When it asks if you want to use tc mode, have u taken rta off to fill, or has it been in a pocket etc. where the rta may have had some pressure on side of it etc.? My gen used to do the same thing as the centre pin of the 510 connector used to stay depressed more than what it should, so any movent on the rta used to break and remake the connection causing the gen to rescan the coils etc. 
Check if the rta has even slightest movement from side to side when screwed in, if it does you should be able to replicate whats causing it to rescan... 
Check the centre pin on the 510 that its depressing properly and isnt stuck further down that what it should be

Reactions: Like 1 | Thanks 1


----------



## DougP (19/8/21)

If you using pulse mode the gen does this...switch it to VW (variable wattage mode) which is in DIY main menu.
Also disable smart TC mode and while you at it disable ECO mode option as well.


Sent from my LM-G900 using Tapatalk

Reactions: Thanks 1


----------



## Timwis (19/8/21)

DougP said:


> If you using pulse mode the gen does this...switch it to VW (variable wattage mode) which is in DIY main menu.
> Also disable smart TC mode and while you at it disable ECO mode option as well.
> 
> 
> Sent from my LM-G900 using Tapatalk


It's a solution but after scanning it shouldn't be asking if he wants to use Smart TC if it's Ni80 wire so something isn't quite right!


----------



## Timwis (19/8/21)

Silver said:


> My *Vaporesso* *Gen* mod asks me if I want to go into TC mode every now and then, like once per day
> 
> Why is it doing this?
> Is there any way I can disable this?
> ...


Are you sure it's not a SS coil as i am sure Vandyvape do both Ni80 and SS MTL Claptons, it will rescan every time the resistance changes thinking it's a new coil, maybe retightening your leads may help or with it being an old coil maybe resistance moving around slightly!

Reactions: Thanks 1


----------



## Silver (20/8/21)

Thanks all

thanks @Angelskeeper , I dont see a way to disable prompting for temp mode.

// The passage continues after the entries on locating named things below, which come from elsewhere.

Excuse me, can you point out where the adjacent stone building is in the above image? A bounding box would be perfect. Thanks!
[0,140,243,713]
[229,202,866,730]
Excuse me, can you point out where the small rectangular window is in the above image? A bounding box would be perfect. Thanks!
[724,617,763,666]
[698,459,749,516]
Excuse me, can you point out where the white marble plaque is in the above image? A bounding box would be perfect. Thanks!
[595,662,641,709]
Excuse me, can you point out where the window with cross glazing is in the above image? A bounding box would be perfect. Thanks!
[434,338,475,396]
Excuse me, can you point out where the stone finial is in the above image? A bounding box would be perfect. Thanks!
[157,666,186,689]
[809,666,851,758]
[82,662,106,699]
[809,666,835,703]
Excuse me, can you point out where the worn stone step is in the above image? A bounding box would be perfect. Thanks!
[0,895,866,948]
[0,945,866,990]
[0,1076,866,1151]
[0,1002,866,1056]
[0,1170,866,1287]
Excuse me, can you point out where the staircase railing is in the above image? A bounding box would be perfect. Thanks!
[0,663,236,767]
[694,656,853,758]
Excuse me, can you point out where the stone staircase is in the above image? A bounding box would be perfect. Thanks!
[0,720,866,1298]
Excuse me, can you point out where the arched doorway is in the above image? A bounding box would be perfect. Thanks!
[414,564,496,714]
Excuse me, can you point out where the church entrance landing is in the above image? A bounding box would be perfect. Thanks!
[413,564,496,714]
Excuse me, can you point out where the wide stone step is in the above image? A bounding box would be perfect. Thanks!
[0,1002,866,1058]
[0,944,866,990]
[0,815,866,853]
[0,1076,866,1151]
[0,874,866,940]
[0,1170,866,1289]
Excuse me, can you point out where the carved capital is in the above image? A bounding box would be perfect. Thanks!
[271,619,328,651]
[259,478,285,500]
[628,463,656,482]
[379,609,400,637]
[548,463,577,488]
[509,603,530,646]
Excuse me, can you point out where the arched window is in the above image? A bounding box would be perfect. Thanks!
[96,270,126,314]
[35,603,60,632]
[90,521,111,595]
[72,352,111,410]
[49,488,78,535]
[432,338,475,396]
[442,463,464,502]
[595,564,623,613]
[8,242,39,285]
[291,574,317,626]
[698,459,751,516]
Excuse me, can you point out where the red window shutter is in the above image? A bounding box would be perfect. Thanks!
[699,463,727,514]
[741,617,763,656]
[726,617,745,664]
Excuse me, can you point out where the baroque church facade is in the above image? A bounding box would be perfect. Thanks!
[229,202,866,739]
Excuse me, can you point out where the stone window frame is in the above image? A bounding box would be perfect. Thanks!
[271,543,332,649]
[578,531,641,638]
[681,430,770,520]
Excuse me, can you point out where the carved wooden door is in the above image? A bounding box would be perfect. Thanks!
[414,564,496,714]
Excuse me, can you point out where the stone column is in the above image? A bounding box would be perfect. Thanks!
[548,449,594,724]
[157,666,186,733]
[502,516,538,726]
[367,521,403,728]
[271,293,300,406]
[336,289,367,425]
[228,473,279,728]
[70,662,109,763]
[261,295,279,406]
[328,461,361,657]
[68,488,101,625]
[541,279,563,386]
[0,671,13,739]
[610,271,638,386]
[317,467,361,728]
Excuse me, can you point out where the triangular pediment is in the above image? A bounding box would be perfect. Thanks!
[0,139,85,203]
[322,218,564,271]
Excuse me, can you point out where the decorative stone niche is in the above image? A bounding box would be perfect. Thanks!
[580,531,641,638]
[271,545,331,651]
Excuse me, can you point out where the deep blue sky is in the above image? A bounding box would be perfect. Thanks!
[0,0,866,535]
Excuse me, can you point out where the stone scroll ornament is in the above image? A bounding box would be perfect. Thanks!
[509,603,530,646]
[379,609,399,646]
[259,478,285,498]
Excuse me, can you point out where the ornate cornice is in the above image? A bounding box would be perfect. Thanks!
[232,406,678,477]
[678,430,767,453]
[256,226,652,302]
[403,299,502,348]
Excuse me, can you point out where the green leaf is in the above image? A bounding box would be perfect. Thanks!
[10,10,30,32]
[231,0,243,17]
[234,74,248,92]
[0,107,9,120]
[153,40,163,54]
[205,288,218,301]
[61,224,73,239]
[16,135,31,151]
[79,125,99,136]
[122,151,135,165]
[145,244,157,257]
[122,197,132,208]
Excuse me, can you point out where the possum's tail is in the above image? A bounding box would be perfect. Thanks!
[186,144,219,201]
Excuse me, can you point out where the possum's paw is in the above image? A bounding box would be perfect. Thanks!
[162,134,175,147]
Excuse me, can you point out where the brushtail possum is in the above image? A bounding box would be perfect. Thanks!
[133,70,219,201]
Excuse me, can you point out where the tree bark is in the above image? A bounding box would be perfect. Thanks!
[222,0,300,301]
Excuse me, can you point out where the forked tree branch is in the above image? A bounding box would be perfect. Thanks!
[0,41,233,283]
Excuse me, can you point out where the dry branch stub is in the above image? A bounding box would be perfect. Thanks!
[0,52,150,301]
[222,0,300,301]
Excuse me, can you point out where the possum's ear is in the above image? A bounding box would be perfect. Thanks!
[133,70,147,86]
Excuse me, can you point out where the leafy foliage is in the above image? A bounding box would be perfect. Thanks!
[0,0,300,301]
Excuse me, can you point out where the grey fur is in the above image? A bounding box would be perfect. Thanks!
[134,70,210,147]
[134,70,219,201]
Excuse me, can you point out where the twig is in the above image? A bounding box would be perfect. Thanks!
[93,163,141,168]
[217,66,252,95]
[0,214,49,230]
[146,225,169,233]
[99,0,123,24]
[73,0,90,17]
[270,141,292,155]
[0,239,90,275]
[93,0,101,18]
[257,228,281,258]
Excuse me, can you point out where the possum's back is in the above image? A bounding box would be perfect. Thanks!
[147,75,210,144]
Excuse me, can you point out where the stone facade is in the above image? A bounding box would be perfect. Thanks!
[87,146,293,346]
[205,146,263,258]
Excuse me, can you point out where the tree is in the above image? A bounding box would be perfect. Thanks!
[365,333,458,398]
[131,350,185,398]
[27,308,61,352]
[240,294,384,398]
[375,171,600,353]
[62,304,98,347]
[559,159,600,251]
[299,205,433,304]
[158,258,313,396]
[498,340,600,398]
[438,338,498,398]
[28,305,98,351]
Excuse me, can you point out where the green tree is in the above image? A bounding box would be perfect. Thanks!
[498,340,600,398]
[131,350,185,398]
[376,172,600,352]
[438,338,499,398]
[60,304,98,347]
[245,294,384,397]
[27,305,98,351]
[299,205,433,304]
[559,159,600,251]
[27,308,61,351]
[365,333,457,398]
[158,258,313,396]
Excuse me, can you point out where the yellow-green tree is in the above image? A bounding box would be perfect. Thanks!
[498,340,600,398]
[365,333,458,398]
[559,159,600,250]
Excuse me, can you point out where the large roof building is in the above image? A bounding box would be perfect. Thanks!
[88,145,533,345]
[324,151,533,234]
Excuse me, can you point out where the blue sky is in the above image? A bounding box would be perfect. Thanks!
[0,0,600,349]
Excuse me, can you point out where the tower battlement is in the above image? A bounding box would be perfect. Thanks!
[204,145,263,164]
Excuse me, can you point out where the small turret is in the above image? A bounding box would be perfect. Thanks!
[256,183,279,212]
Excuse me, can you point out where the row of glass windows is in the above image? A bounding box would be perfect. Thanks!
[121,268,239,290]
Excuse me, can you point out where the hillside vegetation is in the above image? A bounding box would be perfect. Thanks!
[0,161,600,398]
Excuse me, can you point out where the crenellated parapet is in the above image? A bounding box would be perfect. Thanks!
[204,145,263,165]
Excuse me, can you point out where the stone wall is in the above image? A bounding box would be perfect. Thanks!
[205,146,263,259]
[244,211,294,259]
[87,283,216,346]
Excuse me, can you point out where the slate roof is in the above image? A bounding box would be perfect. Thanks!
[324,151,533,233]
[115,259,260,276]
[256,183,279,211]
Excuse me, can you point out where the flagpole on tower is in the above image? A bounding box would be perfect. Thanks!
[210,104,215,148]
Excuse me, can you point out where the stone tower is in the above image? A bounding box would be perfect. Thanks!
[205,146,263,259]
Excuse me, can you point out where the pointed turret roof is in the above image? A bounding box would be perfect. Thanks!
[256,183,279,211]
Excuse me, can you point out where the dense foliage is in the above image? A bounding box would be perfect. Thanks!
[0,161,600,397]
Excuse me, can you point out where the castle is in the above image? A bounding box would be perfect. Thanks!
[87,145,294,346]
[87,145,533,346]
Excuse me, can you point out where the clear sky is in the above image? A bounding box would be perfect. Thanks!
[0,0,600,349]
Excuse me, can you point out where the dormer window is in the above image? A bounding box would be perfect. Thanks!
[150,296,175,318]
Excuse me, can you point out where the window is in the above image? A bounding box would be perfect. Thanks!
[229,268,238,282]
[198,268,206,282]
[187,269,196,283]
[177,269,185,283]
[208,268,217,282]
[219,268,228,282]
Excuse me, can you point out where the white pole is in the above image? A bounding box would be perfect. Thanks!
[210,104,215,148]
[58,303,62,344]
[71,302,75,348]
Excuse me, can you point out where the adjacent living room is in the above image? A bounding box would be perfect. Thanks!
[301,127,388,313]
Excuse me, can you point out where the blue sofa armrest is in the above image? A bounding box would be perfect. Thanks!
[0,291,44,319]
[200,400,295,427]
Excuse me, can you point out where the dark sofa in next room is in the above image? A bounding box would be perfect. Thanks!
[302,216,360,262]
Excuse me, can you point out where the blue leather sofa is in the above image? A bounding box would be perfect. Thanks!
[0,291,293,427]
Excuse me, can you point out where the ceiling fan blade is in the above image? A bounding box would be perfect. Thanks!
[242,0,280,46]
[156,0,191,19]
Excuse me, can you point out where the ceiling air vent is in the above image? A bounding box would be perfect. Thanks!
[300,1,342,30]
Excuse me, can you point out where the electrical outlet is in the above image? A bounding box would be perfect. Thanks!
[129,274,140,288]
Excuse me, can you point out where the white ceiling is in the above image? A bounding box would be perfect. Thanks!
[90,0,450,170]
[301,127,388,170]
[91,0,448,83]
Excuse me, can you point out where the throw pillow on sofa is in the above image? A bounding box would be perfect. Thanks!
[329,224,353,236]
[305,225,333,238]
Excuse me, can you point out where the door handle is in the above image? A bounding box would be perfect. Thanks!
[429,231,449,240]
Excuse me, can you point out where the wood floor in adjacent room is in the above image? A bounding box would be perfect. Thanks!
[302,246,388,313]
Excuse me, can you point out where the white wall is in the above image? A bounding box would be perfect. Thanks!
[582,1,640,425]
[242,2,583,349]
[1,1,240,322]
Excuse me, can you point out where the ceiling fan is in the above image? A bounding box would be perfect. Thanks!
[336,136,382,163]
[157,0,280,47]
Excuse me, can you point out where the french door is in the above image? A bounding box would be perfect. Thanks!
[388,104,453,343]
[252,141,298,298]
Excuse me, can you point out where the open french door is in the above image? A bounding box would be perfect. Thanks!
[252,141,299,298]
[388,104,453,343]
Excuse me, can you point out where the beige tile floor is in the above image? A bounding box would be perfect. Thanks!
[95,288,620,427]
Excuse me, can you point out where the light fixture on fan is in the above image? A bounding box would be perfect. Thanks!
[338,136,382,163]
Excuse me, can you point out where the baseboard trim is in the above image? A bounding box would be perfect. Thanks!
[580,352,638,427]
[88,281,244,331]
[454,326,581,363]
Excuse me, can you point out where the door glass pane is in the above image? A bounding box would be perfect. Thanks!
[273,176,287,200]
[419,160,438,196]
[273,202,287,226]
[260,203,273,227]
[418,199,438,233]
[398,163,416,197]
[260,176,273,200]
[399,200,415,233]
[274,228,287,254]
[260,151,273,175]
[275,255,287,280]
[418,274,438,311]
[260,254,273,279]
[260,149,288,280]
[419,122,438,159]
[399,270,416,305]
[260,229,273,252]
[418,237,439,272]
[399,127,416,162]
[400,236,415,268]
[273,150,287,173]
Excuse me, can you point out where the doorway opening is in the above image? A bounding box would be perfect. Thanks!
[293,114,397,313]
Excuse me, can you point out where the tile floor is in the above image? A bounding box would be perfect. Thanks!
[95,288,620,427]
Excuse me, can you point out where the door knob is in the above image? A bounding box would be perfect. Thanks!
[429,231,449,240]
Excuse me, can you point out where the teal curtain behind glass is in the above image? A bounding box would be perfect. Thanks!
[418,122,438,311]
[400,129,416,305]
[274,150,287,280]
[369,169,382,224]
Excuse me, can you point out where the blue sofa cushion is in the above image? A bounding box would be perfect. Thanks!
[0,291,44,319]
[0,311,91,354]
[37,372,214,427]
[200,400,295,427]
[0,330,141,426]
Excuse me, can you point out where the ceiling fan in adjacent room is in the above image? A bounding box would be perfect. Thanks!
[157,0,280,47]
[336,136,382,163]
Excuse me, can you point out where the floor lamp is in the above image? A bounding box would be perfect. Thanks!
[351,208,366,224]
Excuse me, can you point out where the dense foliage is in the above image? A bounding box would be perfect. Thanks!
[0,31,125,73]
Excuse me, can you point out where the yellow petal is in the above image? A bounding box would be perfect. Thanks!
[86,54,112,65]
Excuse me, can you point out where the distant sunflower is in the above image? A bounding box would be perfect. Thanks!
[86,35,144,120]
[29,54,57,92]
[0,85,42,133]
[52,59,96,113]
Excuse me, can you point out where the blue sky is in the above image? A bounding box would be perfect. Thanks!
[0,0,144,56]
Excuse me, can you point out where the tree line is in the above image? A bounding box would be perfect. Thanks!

It has a way to disable asking for eco mode
will Check the 510 pin

thanks @DougP , will try VW mode for a day or two and see if that resolves it

@Timwis , thanks for your comments. I am not in pulse mode, I am in eco mode to conserve some battery life. It is strange, I need to double check but I am 99% sure my Vandy Vape superfine MTL Clapton wire is NI80 and not SS
Might just be because the coil is a few months old. Maybe if I change the coil it won’t do that anymore

will monitor, thanks for the suggestions


----------



## Teunh (20/8/21)

Turn off smart mode. Then it wont ask again.

Reactions: Thanks 1


----------



## Angelskeeper (20/8/21)

Ni80 coils can be used in TC mode if the mode is capable to/setup to do it in TC mode.

As you say, maybe try changing the coils as the resistance may be jumping around due to them being old and the mod will pick up those jumps and interpret as a TC wire/coil

Reactions: Thanks 1


----------



## Silver (22/8/21)

Thanks guys. Will have to change the coil to see if it helps 

I did check and my coil is NI80 @Timwis


----------



## Akil (22/8/21)

Silver said:


> Thanks guys. Will have to change the coil to see if it helps
> 
> I did check and my coil is NI80 @Timwis


I think the wire is the problem. I pick up the same issue when I'm using this wire

Reactions: Thanks 1


----------



## Viper_SA (23/8/21)

If you'd look to your left, I believe there is a giant rabbit hole full of mods without this problem...

Reactions: Funny 1


----------